Daniel Lemire's blog

, 2 min read

On feeding your CPU with data

Can you guess the speed difference between these two lines of code? The first line of code does N additions:

for (int i=0; i<N;i++) sum+=arr[i];

The second line of code does N/16 additions:

for (int i=0; i<N;i+=16) sum+=arr[i];

A naive programmer might expect the second option to be 16 times faster. The actual answer is much more complicated and worth further study. I have implemented a simple test. I used the GNU GCC 4.5 compiler with the -O2 optimization flag. We can compute the complete sum faster using different compiler flags (-O3 -funroll-loops) and I present these results in a separate column (sum-unroll). In this last version, the compiler makes aggressive use of SSE instructions to vectorize the problem.

  N   sum sum-unroll 1/16
20K     1100     6700     20,000
400K     1000     3700     5100
500M     2100     3900     4200

The speeds are expressed in millions of integers per second. On tiny arrays, most of the data resides close to the CPU. Hence, computations are essentially CPU bound: doing fewer computations means more speed. The story with large arrays is different. There, skipping almost all of the data (15 integers out of 16) only buys you twice the speed! Moreover, once we take into account the vectorized version that the compiler produced (sum-unroll), the difference becomes almost insignificant! My source code is available as usual.

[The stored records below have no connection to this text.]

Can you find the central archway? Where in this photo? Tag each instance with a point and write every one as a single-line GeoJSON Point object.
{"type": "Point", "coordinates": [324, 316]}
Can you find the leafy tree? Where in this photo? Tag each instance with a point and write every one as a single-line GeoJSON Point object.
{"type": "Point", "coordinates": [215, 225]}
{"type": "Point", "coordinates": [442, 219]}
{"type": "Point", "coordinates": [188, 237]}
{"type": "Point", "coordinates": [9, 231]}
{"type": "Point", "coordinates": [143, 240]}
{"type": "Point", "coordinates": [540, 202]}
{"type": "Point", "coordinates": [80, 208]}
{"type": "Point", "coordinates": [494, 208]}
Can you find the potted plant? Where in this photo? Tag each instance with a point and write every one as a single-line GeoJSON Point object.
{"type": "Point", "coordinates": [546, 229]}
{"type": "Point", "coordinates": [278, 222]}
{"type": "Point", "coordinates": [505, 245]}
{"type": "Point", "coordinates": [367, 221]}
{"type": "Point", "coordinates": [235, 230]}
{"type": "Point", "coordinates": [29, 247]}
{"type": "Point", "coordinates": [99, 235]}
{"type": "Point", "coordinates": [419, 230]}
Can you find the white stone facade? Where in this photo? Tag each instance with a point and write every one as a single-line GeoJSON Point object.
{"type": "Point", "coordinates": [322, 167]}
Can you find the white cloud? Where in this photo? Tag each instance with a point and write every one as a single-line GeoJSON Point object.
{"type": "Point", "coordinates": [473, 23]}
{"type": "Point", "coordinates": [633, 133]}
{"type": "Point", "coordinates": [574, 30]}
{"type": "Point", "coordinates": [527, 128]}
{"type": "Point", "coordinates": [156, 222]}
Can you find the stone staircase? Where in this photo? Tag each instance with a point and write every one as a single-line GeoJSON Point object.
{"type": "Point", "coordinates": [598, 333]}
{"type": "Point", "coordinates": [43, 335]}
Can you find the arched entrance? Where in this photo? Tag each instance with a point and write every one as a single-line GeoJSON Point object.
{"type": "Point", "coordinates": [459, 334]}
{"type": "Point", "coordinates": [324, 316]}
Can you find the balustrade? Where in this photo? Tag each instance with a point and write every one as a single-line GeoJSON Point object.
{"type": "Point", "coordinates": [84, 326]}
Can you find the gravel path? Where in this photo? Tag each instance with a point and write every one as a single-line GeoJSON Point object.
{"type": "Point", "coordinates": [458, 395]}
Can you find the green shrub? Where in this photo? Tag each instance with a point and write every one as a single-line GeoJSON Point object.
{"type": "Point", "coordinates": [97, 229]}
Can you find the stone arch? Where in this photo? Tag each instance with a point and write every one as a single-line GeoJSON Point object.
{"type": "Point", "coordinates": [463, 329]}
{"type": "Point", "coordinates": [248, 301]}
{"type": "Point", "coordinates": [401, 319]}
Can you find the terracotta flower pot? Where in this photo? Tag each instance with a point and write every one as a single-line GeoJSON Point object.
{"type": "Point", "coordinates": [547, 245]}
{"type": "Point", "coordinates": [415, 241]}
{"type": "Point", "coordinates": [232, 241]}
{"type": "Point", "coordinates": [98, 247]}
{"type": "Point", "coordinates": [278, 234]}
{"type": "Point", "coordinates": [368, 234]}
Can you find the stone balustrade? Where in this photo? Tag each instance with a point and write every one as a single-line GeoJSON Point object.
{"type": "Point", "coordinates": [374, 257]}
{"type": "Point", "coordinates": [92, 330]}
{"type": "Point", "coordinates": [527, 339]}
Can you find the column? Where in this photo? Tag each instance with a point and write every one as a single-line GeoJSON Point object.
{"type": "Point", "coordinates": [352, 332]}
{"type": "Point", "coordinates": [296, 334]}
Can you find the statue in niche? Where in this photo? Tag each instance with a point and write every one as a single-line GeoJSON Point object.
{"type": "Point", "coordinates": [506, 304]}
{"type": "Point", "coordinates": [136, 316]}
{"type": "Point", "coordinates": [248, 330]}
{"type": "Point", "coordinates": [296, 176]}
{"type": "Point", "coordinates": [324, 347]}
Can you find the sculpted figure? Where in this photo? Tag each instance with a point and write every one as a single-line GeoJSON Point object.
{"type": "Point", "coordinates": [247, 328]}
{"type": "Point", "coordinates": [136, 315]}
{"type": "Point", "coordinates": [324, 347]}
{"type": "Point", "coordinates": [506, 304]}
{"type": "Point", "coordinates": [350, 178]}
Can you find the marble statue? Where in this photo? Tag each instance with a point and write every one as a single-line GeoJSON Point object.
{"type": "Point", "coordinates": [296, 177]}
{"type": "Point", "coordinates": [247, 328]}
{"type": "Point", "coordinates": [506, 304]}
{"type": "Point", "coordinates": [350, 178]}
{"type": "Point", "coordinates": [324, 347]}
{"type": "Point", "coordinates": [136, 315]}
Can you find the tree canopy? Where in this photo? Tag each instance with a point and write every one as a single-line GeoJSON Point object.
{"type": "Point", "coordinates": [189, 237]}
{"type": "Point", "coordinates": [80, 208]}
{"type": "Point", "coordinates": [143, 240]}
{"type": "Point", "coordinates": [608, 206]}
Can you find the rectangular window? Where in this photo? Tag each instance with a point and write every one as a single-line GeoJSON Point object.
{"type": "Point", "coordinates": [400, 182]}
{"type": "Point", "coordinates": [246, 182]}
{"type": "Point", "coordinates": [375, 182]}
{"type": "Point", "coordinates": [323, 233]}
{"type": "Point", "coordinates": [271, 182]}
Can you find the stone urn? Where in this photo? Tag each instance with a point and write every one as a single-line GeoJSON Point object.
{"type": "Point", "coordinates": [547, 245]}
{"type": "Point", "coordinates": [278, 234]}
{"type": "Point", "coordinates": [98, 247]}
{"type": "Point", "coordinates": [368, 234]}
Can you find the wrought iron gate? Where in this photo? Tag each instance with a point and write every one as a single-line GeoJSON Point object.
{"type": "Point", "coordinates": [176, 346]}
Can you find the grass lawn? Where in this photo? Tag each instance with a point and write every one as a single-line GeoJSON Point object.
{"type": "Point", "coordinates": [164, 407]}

Conclusion: We are in the big data era. Maybe ironically, I sometimes get the impression that our processors are drinking data out of a straw. Whereas a speed of 20,000 million integers per second is possible when the data is cached, I barely surpass 4000 million integers per second when reading from RAM.

Source: I stole the problem from Elazar Leibovich who posted it privately on Google+.